5) Würde der Austritt aus der EU nicht zu großen wirtschaftlichen Schwierigkeiten führen?
Zunächst sollte man nicht vergessen, dass mit der Schweiz und Norwegen zwei Staaten nicht in der EU sind, denen der Nicht-Beitritt wirtschaftlich keineswegs geschadet hat. Island, ein Land, das extrem hart von der Finanzkrise getroffen wurde, befindet sich auf dem Weg der wirtschaftlichen Erholung, weil es nicht in der EU ist, während Griechenland auf Grund der drakonischen Spar- und Privatisierungs- auflagen der EU vollends in den Abgrund zu geraten droht (In Island wurde die Weigerung, sich dem Schuldendiktat zu beugen, in zwei Volksabstimmungen von unten durchgesetzt; in Griechenland der Versuch eine Volksabstimmung durch einen EU-Putsch schon im Keim erstickt).
Und die großen wirtschaftlichen Schwierigkeiten haben wir vor allem, weil – nicht zuletzt über die EU – ein neoliberaler Teufelskreislauf aus Deregulierung der Güter- und Kapitalmärkte, wachsender Ungleichheit zwischen Arbeit und Kapital und exorbitanten Ungleich- gewichten im internationalen Handel losgetreten wurde. EU-Austritt bedeutet natürlich keine Beendigung der außenwirtschaftlichen Beziehungen, sondern die Rückgewinnung der Möglichkeit, diese Beziehungen demokratisch regulieren zu können. Damit kann der Wirtschafts- und Finanzkrise besser entgegengesteuert werden, z.B. über die Wiedereinführung von Kapitalverkehrskontrollen und die Überwindung von einseitigen Abhängigkeiten, wie z.B. von der deutschen Automobilindustrie.
Andererseits soll aber nicht verschwiegen werden: Ja, ein Austritt hat auch seinen Preis: Auslandsreisen werden wohl teurer werden, die seit dem EU-Beitritt extreme Orientierung auf den Export muss wieder in die Stärkung der Binnenwirtschaft umgelenkt werden; vielleicht muss man auch seinen Pass wieder an der Grenze herzeigen. Einstellen muss man sich sicherlich auch auf enormen EU-Druck, insbesondere von Deutschland, auf Staaten, die das EU-Regime verlassen. Wir halten aber den Preis der EU-Mitgliedschaft für viel größer: Ende der demokratischen Verfügung über immer mehr Politikfelder, immer stärkeres soziales Auseinanderdriften der Gesellschaft in Arm und Reich, Privatisierung der öffentlichen Daseinsvorsorge, steigende Arbeitslosigkeit und wachsender Rassismus, Transitlawinen, Überwachungsstaat, Finanzierung der Atomwirtschaft über EURATOM, Gentechnik in den Einkaufsregalen, Aushöhlung der Neutralität, Mitmarschieren bei EU-Kampfverbänden, u.v.m. Die Entmündigung der EU-Mitgliedstaaten hat sich zuletzt enorm beschleunigt. Mit den Beschlüssen vom Juni 2011 gibt die EU den Parlamenten auch die Budgetpolitik vor und mischt sich in direkt in die Lohnpolitik ein.
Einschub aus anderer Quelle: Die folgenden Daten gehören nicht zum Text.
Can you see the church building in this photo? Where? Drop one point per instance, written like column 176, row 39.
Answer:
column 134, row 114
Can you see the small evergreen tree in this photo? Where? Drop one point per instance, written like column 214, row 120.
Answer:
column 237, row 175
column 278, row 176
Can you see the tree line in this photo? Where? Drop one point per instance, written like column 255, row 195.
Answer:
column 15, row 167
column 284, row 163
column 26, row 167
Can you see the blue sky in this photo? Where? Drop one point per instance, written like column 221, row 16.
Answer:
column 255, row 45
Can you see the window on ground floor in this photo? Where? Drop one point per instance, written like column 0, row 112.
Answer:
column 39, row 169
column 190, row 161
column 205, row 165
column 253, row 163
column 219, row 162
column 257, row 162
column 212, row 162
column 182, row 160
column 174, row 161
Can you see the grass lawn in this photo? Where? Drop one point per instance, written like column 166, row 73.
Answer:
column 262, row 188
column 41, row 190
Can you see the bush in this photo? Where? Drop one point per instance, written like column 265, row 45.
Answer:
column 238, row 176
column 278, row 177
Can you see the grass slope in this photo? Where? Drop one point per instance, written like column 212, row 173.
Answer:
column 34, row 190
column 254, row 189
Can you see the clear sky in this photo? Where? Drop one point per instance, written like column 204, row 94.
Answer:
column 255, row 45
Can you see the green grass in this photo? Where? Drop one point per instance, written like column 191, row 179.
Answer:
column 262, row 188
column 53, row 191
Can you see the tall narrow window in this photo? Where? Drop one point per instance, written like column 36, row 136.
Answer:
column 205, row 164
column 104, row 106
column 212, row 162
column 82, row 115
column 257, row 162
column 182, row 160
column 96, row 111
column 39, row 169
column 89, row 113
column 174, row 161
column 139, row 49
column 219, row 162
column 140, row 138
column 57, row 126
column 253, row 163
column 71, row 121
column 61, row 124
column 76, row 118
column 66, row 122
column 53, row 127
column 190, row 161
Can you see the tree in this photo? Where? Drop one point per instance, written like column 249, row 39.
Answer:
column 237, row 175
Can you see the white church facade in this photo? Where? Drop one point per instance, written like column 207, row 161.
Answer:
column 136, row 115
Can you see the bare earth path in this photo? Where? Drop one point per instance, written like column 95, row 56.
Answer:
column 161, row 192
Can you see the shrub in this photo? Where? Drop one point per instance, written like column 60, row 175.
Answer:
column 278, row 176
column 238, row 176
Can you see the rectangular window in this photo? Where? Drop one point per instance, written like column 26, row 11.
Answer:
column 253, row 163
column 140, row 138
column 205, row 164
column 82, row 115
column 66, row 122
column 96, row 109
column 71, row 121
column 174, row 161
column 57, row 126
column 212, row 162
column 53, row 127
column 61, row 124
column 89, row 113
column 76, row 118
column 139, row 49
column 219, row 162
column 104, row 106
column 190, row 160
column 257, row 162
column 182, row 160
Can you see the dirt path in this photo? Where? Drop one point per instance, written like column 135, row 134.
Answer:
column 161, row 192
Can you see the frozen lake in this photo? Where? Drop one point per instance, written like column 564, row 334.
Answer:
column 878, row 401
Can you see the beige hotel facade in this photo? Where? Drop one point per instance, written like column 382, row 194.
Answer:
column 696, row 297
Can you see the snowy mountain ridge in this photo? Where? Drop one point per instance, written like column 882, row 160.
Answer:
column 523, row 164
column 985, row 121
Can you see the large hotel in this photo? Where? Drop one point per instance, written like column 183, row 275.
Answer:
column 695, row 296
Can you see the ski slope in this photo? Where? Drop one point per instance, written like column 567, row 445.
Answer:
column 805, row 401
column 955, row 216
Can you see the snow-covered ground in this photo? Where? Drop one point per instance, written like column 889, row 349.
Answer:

6) Gibt es überhaupt Alternativen zum EU-Beitritt?
Erst der Austritt aus der neoliberalen Zwangsjacke EU macht überhaupt wieder einen demokratischen Gestaltungsraum für Alternativen auf. Wir wollen, dass dieser Gestaltungsraum für die Entfaltung eines Solidarstaats genutzt wird. Das heißt für uns zunächst eine Politik, wo jede/r gebraucht wird, also Vollbeschäftigungspolitik. Vollbeschäftigung ist machbar, wenn der Wille und wirtschaftspolitische Instrumente dafür vorhanden sind. In der EU ist beides abhanden gekommen. Vollbeschäftigung stärkt die Lohnabhängigen, schafft Kaufkraft und spült auch wieder Geld in die öffentlichen Kassen. Gemeinsam mit stärker wertschöpfungsbezogenen Abgaben kann damit der Sektor der Solidarwirtschaft und der öffentlichen Infrastrukturen gestärkt werden: D.h. Rechtsanspruch für jeden – unabhängig von Einkommen und Vermögen – auf qualitativ hochstehende Gesundheits- und Pflegedienstleistungen, Ausweitung der Bildungsmöglichkeiten für jede/n (z.B.: Einführung einer echten Gesamtschule mit entsprechend guter Personalausstattung, Bildungs- und Ausbildungspflicht bis 18, darüber hinaus fünf zusätzliche öffentlich finanzierte Bildungsjahre,…), Nulltarif im öffentlichen Verkehr und Ausbau der umweltfreundlichen Verkehrsmittel nach dem Vorbild der Schweiz, Energieautarkie auf der Grundlage erneuerbarer Energieträger, Investitionen in den sozialen Wohnbau, u.v.m. Wirtschaftliches Rückgrat eines Solidarstaats ist ein starker öffentlicher Sektor im Bereich von Industrie, Finanzdienstleistungen und Infrastrukturen sowie eine deutliche Erhöhung der Staatsquote. Ein Solidarstaat braucht aber auch eine grundlegende Erneuerung des politischen Systems: mehr direkte Demokratie, Stärkung der Selbstverwaltung und der Gemeindedemokratie – sowohl im eigenen Wirkungsbereich als auch für die Wahl bzw. Abwahl von politischen Repräsentanten auf übergeordneten Ebenen. Und nicht zuletzt: Jede/r, der/die hier lebt, arbeitet und lernt, soll gleiche Rechte und Pflichten haben, unabhängig von Herkunft, Religion, ethnischer Zugehörigkeit, usw. Der EU-Austritt ist kein Selbstläufer in Richtung Solidarstaat, aber eine unabdingbare Voraussetzung dafür.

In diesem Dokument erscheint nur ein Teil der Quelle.